Whit looked down at the driveway from his bedroom window, pulling at the points of his tuxedo waistcoat. People were arriving. He watched as they made their way toward the front door. There were a handful of faces he knew from the baby shower. Most he didn’t recognize at all. Taking a deep and theoretically calming breath, he tugged at the waistcoat again.

Belle knew everything now. He’d _told_ her everything in the back seat of her car after they made love. Maybe it had blown his mind a little, and that was why he’d given her the entirety of it - about where he was from, about his father, about Milah, from the very beginning all the way through her kidnapping plot. There were points in his explanation where Belle had gotten so angry he’d had to remind her that neither his father nor Milah would be bothering any of them again.

He couldn’t help wondering whether Milah had been found, though. Surely, by now. Whit hadn’t slept a full hour all night. He didn’t think there was anything in the motel room to connect him to her, and he supposed that was a silver lining on the way it turned out she felt about him. 

From above, he could see the priest there on the steps and Colette beside him in her lavender mother-of-the-bride dress. They greeted guests. She hugged and kissed people as they went inside to make their way through the house.

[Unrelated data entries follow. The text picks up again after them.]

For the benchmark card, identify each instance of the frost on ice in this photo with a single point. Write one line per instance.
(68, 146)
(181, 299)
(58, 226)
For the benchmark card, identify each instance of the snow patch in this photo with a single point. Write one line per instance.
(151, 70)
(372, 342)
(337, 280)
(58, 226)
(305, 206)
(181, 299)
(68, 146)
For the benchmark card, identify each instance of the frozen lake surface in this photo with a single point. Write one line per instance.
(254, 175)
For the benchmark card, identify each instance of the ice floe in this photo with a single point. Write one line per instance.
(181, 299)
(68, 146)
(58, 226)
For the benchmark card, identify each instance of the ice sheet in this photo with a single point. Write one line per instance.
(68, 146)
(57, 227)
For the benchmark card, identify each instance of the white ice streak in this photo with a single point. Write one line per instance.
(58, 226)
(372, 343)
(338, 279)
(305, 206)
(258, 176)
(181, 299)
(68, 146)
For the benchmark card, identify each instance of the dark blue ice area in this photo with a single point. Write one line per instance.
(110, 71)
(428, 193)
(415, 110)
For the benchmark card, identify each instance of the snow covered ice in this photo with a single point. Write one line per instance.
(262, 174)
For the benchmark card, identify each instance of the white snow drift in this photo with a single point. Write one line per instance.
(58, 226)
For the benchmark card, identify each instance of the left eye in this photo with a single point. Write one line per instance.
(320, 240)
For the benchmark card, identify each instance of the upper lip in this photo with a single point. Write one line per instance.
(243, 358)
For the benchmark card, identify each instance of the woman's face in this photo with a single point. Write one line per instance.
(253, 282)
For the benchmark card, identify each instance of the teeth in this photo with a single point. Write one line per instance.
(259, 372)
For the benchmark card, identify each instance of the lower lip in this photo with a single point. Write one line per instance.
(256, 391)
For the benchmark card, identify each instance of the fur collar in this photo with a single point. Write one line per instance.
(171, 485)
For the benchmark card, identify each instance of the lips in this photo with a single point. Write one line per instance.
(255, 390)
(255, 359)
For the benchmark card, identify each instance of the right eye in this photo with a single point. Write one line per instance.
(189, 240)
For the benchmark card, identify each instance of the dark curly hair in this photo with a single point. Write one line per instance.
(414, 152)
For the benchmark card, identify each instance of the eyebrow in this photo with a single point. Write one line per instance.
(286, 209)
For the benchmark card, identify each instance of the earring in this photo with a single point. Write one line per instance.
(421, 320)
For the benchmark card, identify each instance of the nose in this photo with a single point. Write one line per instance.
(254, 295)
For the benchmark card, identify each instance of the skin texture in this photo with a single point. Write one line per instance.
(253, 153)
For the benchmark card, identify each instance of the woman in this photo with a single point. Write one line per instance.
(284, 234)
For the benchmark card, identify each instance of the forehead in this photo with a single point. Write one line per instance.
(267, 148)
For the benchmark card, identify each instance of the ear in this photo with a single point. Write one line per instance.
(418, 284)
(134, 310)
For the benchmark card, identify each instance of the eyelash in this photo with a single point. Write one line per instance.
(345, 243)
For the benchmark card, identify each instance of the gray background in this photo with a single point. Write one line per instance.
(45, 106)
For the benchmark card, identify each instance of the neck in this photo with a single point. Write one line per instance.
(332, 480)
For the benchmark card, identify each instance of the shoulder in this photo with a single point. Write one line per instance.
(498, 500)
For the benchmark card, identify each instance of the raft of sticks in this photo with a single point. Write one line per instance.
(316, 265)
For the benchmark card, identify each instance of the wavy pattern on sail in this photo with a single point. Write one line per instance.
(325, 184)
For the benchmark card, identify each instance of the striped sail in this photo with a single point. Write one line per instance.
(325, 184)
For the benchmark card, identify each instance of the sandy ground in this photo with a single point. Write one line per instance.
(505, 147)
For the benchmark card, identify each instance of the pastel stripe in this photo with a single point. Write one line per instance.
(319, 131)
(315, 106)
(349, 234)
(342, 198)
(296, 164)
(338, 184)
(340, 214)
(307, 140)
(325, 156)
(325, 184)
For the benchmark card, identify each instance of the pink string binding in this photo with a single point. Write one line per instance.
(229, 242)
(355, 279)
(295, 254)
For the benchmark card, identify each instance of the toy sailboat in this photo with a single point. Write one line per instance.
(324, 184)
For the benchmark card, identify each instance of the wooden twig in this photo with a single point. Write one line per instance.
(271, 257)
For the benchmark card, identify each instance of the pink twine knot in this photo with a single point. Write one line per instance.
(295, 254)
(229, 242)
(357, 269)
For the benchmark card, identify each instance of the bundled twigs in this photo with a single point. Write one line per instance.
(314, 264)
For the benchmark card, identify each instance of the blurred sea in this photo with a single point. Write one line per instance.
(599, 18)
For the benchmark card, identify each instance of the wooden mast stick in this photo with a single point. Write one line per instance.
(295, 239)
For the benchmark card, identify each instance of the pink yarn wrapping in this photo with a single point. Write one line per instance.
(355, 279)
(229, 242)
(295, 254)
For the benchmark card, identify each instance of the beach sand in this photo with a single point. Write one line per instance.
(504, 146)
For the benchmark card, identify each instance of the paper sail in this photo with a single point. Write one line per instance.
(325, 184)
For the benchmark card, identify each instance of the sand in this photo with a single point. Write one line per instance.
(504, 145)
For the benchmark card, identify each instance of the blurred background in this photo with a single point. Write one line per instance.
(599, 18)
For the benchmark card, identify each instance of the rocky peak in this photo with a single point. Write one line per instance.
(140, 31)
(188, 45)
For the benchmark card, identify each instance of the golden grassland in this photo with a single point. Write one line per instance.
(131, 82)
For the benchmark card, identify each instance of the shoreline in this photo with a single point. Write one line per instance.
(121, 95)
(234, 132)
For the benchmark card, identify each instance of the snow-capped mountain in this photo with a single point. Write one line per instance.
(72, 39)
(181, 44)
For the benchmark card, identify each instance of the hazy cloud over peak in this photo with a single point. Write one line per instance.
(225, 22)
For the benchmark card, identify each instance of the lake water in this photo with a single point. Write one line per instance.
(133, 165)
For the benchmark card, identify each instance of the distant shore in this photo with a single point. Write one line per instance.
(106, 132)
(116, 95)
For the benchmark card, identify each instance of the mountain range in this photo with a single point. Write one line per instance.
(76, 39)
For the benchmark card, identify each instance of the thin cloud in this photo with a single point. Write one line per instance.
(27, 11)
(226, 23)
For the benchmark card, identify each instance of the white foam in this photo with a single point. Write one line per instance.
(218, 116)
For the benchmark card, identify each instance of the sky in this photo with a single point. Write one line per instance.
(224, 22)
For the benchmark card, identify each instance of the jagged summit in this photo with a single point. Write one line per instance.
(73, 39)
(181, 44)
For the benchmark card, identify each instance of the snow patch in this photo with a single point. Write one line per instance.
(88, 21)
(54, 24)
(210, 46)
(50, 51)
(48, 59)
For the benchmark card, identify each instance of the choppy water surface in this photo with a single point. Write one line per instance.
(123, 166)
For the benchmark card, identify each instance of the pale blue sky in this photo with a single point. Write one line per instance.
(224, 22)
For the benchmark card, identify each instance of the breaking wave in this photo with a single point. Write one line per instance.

There would be no bride’s side or groom’s side to the seating, for which he was grateful. It would be too pathetic, an entire swath of empty chairs staring back at him. 

Before he could turn away from the window, he saw a group of people whom he actually recognized. The three men he had the failed attempt at chit-chat with at the baby shower walked up. There was a larger, dark haired man with them.

Whit watched as they approached Colette and Father Anton. She took the priest’s hand for balance to go down the steps, placing herself directly in the group’s way. There was some exchange of words - fairly terse on Colette’s side, judging from her body language. Keith and the dark haired man laughed, and she pointed her finger at them, the gesture an angry one. Whit wished he could hear what she said. He was willing to wager their ears burned with it. Colette then pointed down the driveway rather fiercely, and the four men finally left.

Maybe everything really was going to be all right.

It began to snow - a bare flurry, drifting aimlessly down. The weather was far too cold to have the wedding outdoors, but the ceremony and reception were arranged for the ballroom looking out on the back garden. 

Everything was decorated in blue and gold, which seemed to be the family colors. He didn’t mind. Going forward, he wouldn’t be able to say that he had no one. He had family now. They were his colors, too. He lifted a hand, touching the deep navy cravat at his neck and the sapphire pin that Belle had given him for it. 

“Stop pulling at your clothes,” Jefferson fussed.

Whit smiled at his scolding. “Don’t you have the day off to _attend_ the wedding?”

“I am attending,” the butler said. “This is attending.”

He better understood Belle’s helicopter remark the longer he knew Jefferson. It was actually a bit comforting. 

“Don’t you have a plus one attending, too?” he asked, giving Jefferson a sidelong glance while fiddling with a cufflink.

Jefferson eyed him for a moment before answering. “Perhaps.”

“Tell Mr. Ambrose that the roses on the cake are spot on,” Whit said with a grin.

There was a bit of a floundering sound from Jefferson, but a smile pulled at the corners of his mouth. “I’m going downstairs to double check that things are going smoothly. If I come back to find you disheveled, there’ll be words.”

Whit continued grinning to himself, glad that the other mad had found someone who made him happy. He thought of Belle, the feeling that she made bloom in him every time he saw her, and hoped that the happiness stuck with all of them.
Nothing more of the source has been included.